Today I did squats with a bar, not just a bar mind, a heavily weighted bar. These are hard! Andrew also decided to throw in a few extra maneuvers, just to punish me. On the one hand I am flattered that trainers can see I am fit enough to handle extra sets, but on the other hand, I hate them for it!

 

Training day twenty-four :

Wednesday 22nd Feb. Michelle

Today I learnt a new language – and I told a lie!

Last night I had a glass of wine. I told my trainer that I didn’t drink anything. I lied!
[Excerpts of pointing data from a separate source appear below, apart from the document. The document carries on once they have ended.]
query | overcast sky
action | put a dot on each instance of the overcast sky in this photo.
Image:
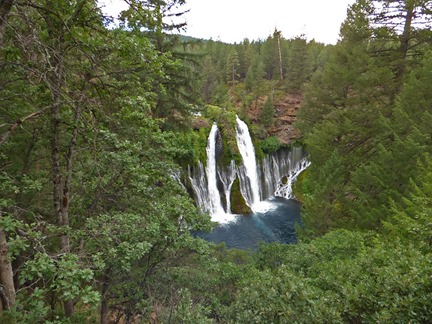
(233, 20)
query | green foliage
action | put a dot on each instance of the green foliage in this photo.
(267, 113)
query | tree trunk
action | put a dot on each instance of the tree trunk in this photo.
(6, 274)
(5, 7)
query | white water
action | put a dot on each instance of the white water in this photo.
(214, 195)
(258, 182)
(250, 185)
(200, 187)
(228, 177)
(285, 189)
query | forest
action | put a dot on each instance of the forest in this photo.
(98, 113)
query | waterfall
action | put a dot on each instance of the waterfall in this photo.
(227, 178)
(285, 189)
(198, 181)
(214, 195)
(273, 176)
(248, 172)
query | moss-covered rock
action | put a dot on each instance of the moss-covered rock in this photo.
(238, 204)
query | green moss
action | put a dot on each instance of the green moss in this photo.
(300, 190)
(238, 204)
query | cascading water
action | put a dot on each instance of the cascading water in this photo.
(214, 195)
(227, 178)
(198, 180)
(248, 173)
(274, 176)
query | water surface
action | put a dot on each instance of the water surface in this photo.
(274, 223)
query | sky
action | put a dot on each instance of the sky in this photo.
(232, 21)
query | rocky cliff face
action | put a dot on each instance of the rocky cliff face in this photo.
(285, 115)
(286, 108)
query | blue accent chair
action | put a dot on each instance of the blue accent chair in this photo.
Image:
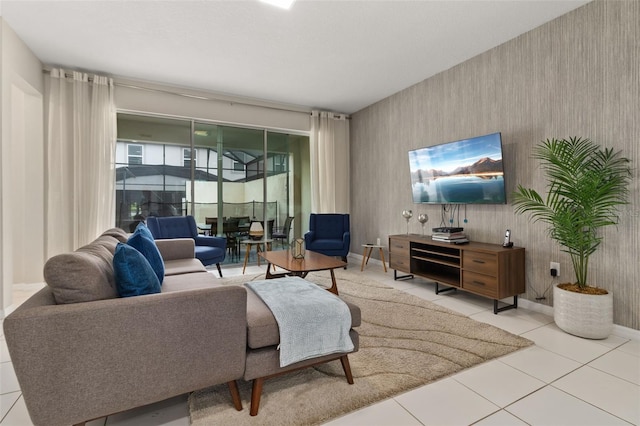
(329, 234)
(209, 250)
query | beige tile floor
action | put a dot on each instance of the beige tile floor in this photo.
(561, 380)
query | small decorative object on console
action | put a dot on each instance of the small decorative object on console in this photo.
(297, 248)
(423, 218)
(407, 214)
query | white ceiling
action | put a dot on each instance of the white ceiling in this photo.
(335, 55)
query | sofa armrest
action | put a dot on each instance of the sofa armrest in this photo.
(346, 238)
(176, 248)
(219, 242)
(82, 361)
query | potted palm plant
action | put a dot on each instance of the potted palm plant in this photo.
(586, 186)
It was a special occasion with a particular group of friends that we rarely manage to get together with. I was good with my eating, avoiding rice and requesting greens instead. I ordered the non-creamy sauces and dodged the naan bread and dessert. Feeling complacent and with a hint of entitlement, I poured a small to medium glass of white wine accompanied by several (about 5) glasses of water.

I am sorry The Edge, I apologize for the lie and I feel terrible about it but really, the joke is on me!

The language I learnt today was Body Language. No matter what your voice says, no matter what your head says, no matter how much you convince yourself, the body will always tell the truth. Today I was less strong, I was tired and sweated like a monsoon rain. At one point Michelle actually asked me ‘was I sure I didn’t have a drink last night’. The body reveals what the head tries to hide.

Now I wish I never had that pointless glass of wine – It is just not worth it!

 

Training day twenty-five:

Friday 24th Feb. David – Final Body Fat analysis after 6 weeks of training.

Jan 13th – 10st 7lb,

Today  – 9st 12lbs.

I was 22% body fat and I am now 16%

Since I first visited The Edge and met David, he has changed my life. I was never very good at exercising and especially loathed the gym. He has taught me to look at my body in a completely different light and has educated me on the inner workings of the machine that I exist within.

I want to be part of this fitter, leaner, stronger lifestyle; I want to feel light and happy. I do not miss hangovers, frumpiness, self-loathing and guilt.

They are all superb trainers and the philosophy in The Edge is utterly upbeat, healthy and challenging. To constantly push further, aim higher and try harder is not only good for the soul, but good for the ass too!

I will miss the camaraderie in the Edge and will make a point of keeping up a level of training. Even once or twice a week with the guys will keep me on the straight and narrow.

I am eternally grateful to The Edge and will continue working on the maintenance of this newly well oiled machine.